There’s more competition than ever among both DTC and large brands, and social media platforms, with their ever-changing algorithms that hurt viewability and deplete brands financially with diminishing returns.
Now, the very DTC brands that once found success on social are scrambling to more traditional media to find their audiences — including traditional and connected TV.
However, we’re quickly seeing that when you move a social-media strategy to streaming television, the ad strategy needs a new framework.
What’s made DTC brands successful on social media is the rapid iteration of creative that’s highly tailored to their customers.

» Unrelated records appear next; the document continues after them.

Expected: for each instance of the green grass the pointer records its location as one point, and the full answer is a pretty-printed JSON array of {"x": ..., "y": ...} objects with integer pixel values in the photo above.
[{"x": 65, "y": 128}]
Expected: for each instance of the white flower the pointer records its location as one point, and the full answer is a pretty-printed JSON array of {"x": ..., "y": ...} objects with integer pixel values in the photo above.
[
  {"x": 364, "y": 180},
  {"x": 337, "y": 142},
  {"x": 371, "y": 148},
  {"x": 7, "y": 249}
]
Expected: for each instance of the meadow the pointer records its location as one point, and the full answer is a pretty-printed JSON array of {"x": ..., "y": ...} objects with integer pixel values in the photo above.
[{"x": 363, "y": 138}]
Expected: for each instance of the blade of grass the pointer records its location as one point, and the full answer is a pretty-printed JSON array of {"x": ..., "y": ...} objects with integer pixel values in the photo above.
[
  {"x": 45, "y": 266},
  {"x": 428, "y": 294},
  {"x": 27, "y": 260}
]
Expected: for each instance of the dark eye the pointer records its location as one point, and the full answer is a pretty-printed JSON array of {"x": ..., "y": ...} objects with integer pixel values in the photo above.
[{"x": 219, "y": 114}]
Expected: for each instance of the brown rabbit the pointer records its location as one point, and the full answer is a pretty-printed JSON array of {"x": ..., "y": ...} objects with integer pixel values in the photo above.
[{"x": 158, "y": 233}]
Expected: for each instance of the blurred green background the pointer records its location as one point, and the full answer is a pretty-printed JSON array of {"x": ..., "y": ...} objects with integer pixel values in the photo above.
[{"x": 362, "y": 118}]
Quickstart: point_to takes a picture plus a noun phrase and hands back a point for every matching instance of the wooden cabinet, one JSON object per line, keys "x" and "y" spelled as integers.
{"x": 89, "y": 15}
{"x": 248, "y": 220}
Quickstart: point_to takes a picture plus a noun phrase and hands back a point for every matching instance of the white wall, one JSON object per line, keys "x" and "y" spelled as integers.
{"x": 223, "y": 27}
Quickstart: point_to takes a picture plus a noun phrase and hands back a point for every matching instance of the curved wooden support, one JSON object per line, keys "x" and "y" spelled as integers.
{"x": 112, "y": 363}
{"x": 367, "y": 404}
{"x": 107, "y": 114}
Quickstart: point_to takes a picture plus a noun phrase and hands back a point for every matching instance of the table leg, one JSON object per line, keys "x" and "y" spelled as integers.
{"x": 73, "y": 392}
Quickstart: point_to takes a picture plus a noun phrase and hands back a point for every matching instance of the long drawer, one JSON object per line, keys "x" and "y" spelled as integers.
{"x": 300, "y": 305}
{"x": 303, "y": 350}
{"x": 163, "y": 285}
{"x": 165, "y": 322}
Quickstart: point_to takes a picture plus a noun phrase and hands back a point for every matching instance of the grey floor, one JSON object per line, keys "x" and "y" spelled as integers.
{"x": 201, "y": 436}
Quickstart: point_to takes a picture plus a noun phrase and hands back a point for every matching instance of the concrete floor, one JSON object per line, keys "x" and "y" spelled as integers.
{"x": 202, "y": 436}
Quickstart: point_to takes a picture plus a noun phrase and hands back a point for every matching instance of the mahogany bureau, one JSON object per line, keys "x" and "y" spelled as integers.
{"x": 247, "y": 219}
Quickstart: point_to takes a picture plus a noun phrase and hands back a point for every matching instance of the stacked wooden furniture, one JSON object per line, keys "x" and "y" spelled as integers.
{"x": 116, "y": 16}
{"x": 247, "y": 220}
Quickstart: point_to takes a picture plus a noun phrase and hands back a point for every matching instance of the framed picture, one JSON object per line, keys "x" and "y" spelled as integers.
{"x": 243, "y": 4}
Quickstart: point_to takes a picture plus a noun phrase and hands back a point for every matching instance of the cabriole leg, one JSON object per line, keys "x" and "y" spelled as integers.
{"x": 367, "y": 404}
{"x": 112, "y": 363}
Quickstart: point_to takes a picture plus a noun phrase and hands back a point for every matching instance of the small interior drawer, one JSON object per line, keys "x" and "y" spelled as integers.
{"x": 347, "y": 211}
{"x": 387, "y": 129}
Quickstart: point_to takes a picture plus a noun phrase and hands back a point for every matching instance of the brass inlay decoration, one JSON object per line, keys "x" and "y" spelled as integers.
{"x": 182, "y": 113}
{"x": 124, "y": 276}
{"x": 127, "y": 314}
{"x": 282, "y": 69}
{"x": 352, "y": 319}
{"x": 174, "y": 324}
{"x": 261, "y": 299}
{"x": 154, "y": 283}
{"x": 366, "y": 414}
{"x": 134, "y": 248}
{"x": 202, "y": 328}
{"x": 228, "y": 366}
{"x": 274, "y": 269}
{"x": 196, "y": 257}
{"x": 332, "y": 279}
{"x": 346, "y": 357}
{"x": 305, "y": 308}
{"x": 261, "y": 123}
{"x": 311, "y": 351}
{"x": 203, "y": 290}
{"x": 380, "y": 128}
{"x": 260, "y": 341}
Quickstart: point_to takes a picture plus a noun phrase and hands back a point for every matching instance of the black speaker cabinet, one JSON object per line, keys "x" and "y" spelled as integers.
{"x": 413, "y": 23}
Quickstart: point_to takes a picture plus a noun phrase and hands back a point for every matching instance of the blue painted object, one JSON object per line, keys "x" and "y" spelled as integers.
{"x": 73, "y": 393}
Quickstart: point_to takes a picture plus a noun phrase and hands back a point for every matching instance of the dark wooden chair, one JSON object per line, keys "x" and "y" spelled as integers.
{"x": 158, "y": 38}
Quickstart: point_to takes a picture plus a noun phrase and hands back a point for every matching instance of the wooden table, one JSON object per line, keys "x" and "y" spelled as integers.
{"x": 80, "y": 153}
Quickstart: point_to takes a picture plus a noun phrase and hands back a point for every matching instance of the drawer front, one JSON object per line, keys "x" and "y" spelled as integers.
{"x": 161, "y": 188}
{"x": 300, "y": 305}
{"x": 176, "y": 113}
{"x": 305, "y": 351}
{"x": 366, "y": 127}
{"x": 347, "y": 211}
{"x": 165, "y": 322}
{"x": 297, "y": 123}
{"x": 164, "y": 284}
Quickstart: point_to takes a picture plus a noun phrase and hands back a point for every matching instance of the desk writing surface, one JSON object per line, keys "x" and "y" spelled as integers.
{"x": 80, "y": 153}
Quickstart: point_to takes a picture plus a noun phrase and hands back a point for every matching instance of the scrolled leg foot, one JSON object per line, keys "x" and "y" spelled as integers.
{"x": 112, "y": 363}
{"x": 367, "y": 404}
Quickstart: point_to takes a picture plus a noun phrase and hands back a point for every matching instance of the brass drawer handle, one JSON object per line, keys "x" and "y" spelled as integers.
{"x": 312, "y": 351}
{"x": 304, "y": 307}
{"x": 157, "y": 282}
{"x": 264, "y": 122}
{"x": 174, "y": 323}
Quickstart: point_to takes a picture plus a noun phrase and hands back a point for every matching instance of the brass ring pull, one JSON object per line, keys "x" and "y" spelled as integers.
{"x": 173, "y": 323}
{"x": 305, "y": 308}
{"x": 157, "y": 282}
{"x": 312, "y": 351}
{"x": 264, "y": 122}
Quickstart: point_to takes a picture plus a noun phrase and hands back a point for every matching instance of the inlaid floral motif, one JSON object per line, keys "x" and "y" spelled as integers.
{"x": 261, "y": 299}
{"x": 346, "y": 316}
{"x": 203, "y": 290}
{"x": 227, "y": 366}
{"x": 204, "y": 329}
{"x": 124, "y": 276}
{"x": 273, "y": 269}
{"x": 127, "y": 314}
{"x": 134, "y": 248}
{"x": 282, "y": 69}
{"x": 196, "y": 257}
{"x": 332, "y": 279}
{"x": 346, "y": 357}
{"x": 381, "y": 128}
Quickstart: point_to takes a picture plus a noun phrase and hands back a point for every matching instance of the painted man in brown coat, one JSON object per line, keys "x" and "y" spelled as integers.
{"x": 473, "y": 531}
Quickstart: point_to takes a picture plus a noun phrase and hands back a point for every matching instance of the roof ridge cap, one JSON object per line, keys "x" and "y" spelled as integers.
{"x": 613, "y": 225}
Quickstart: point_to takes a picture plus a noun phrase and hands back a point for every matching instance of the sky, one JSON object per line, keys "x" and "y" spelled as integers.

As consumers interact and share content, the platforms collect first-party data that goes back to the brand, helping it refine and produce more creative quickly.
15- and 30-second TV ad spots, on the other hand, have been traditionally resource-heavy in both cost and creative bandwidth — which ultimately reduces the scale at which brands can release these types of ads.
And while DTC brands seek to use connected TV and OTT to reach their target socially media- savvy Gen X, millennials, and Gen Z, these audiences are the very people cutting cords the most and subscribing to streaming, specifically circumventing traditional media’s rising costs and ad loads.